There is a great parallel between some of the appliances in the advert and being a radio professional. Many of the appliances have dated, been replaced, or been made redundant by newer technology. There are also some relics, still working but begging to switched for the latest model, much like some radio people. In the appliance world, Phillips wanted to know what you did with their products, in the radio world, ask your self what did you do with your show today?
If you thought the idea of a clock radio or a fax machine was archaic, you should listen to some radio in 2020. Last week, as takeaways were opening in COVID level 4, three different radio stations, over three different days and three different shows all wanted to know what toppings I was going to have on my long awaited my pizza. Either there was a listening daisy chain, and the idea was stolen from show one by show two and then by show three from show two, or all three shows are equally poor in the “making radio” category. I suspect the latter.
So, if you’re not asking about pizza toppings or take-out, what are you doing with your show?
Forget Burger King or King Pie, “Content is King”. This phrase is a great radio take-out and cliché that gets shared regularly by people who wouldn’t know what content was even it was delivered to their door by a guy whose motorbike helmet doesn’t fit, is from Zambia and drives a two wheel death trap with a blue light on the back and carries a worn out “heating bag”. The idea of content has multiple definitions, but I think “content in context” is probably the most relevant concept. Content that is delivered in the right context has a greater chance of finding a receptive audience and achieving the goal of connecting with audiences.
“You are only as good as your last link” another radio cliché but one that that certainly isn’t being considered by those controlling the microphone. If they were thinking about content and links nearly as much as a double cheese and chips, we might see more prep time going into those links. As with most restaurants’ reviews, the newest ones offer the latest insight from diners and are a snapshot of the general quality. Talking about content you made a month ago isn’t good enough, you need a more recent review. As a broadcaster you should be able to identify the highlight at the end of every show. That moment that elicited an emotion or an increase in attention. If you can’t point to that moment in the shows menu you have failed your employer and your audience. If a week goes by and you still cannot do so maybe you should consider one of those motorcycles with a blue light on the back.
There are many excuses as to why these moments are lacking. “If I was on commercial radio my talent could be appreciated”, “If I was on a daytime show I would make magic”, “There are too many ads on my show to allow my creativity to shine”, “when I’m in a bigger show”. These excuses remind me of a waiter blaming the kitchen because the order is wrong.

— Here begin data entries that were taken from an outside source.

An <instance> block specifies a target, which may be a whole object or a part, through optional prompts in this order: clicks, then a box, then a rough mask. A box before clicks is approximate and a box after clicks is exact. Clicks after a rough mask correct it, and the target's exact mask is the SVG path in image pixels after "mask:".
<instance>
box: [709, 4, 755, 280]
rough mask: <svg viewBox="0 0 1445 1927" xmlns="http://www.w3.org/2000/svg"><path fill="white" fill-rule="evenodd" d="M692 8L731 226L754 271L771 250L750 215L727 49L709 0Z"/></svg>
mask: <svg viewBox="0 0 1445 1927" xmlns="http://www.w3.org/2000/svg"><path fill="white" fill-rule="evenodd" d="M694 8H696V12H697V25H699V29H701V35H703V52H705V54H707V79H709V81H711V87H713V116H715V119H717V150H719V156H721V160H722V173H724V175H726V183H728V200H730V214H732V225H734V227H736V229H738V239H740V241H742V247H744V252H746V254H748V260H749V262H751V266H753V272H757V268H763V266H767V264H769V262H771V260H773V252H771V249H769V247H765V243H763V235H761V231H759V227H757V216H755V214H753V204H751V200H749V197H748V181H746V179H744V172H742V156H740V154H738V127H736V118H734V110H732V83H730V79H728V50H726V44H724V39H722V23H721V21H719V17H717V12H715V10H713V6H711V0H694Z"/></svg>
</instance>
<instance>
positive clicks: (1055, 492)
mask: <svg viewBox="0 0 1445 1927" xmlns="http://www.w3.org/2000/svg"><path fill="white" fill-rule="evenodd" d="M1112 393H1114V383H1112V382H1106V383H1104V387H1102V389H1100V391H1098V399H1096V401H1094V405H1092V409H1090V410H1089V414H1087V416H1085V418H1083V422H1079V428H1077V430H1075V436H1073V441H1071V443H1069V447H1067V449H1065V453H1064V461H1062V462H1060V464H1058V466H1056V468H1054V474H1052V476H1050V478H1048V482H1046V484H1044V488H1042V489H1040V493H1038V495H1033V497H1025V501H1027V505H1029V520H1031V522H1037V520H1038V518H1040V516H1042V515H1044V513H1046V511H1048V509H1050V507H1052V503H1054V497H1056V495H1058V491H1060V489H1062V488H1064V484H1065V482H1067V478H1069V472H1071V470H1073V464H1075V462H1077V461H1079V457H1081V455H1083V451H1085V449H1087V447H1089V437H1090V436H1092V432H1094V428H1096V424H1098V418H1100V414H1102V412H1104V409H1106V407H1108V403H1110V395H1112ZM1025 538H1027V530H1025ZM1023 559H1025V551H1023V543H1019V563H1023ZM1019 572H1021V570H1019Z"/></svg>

Stop falling around and do your job. Creating an entertaining show that attracts an audience that can be sold to advertisers.
Ask a restaurateur and they will tell you “money keeps the lights on and the doors open”. Another cliché but if the clientele can’t or won’t eat at your establishment, the owner will be forced to shut down or to rebrand the pizzeria and open a kebab shop. Don’t be the pizzeria.
Wherever you find yourself in the career life cycle, be it flipping burgers on the graveyard show or being the Maître’d on a breakfast show, the aim is to have satisfied customers, wiping their mouths in satisfaction. The goal is to create moments that elicit emotion and entertain an audience, let them write a good review. Every restaurant or fast food joint knows who their target market is and what they are looking to order and eat. Be it a snack, on the go or a three-course sit-down, now is the time to get cooking with gas!
As a side note, I haven’t ordered any take-out in a good six weeks but am making such great pizza at home you can call me Giuseppe.